The proposed development therefore accorded with policy GP1, HO12 of the Adopted Stockton on Tees Local Plan and guidance found within SPG2: Householder Extension Design Guide and was considered acceptable.
|Consideration was given to a report on the current performance of the planning department for the second quarter of 2009/2010. |
There were a range of National Indicators (NI) against which the performance of the Council would be assessed, Planning being directly responsible for 3, (NI 157, 159 and 170) and having an impact on another 7 (NI 154, 155, 185, 186, 187, 188 and 198). Of these, 2 planning indicators had been included in the Local Area Agreement (LAA), in consultation with GONE and the Local Strategic Partnership (LSP) i.e. Renaissance Board. NI157 related to the processing of planning applications against targets which the local authority sets itself for major, minor and other applications and NI 159 related to the supply of ready to develop housing sites, which was determined through the RSS housing numbers and the SHLAA.
With regards to performance, it had been the responsibility of each local authority to set their own targets. For LAA purposes it was necessary to set annual targets (for a three year period) to show the ambition to have the service improving year-on-year from a baseline position. The expectation of GONE was for ambitious and stretching targets since Stockton on Tees Borough Council was an "excellent" Council
The targets that had now been set for the 3 year period are as follows:-
2008/09 2009/10 2010/11
Major 70% 73% 75%
Minor 75% 78% 80%
Other 82% 85% 88%
The reporting timeframe for the NI targets remained and ran from 1st April - 31st March. The report presented the performance of the second quarter in that period, 1st July - 30th September 2009.
The NI indicator was reported on the annual year-end results, and the second quarter's results were available. Performance results achieved for that period were 84.62% for major applications, 89.61% for minor and 92.71% for others, achieving above performance in all 3 categories. Table 1 and the chart highlighted performance over the second quarter/year to date.
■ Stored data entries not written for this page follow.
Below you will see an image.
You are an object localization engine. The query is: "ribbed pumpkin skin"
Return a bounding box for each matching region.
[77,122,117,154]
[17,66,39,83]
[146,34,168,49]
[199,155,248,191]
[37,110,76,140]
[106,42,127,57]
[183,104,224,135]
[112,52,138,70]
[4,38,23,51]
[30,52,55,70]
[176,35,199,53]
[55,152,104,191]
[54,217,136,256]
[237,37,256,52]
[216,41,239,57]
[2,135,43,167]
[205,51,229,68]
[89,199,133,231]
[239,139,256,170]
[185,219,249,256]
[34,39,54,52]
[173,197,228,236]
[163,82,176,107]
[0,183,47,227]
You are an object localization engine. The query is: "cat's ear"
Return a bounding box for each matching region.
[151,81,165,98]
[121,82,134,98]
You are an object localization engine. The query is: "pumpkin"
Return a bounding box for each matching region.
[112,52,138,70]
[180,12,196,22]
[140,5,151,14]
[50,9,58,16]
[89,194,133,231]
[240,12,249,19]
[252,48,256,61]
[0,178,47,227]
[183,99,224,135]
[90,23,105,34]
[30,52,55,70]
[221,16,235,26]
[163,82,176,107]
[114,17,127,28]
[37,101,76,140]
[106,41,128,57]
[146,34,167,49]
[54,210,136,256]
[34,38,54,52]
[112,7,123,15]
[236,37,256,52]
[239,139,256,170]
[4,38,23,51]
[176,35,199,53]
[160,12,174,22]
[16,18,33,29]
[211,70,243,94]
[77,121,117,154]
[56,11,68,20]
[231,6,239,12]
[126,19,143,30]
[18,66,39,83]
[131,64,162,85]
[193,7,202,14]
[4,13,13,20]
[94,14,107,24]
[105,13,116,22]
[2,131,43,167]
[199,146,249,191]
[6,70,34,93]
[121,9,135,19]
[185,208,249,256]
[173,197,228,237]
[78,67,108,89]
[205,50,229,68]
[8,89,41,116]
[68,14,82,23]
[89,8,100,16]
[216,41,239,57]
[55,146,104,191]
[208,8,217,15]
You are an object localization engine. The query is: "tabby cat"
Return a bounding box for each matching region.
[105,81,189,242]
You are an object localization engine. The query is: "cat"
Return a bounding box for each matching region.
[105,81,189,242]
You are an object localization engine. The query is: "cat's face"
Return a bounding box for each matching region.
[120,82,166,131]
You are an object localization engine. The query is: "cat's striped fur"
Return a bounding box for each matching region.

A table giving the second quarter results and a chart of the planning performance for the year to date 2009/10 was contained within the report.
Performance in all categories had exceeded NI standards in the second quarter of the year, and also the cumulative figures for the year to date. The 2 majors which missed the target date for determination were a 2007 application which had outstanding section 106 issues, and the application for the wind turbines which was delayed due to GONE, hence outside our control. With regards to staffing, an area Team Leader had subsequently retired, and interviews for the post would be held on 9th November 2009 leaving 6 frozen posts in development services. However the impact of the reduction in staff within Development Services was being felt by each officer, with the workload having to be spread across fewer people.
Members requested that on behalf of the Planning Committee the Head of Planning commend officers on their performance.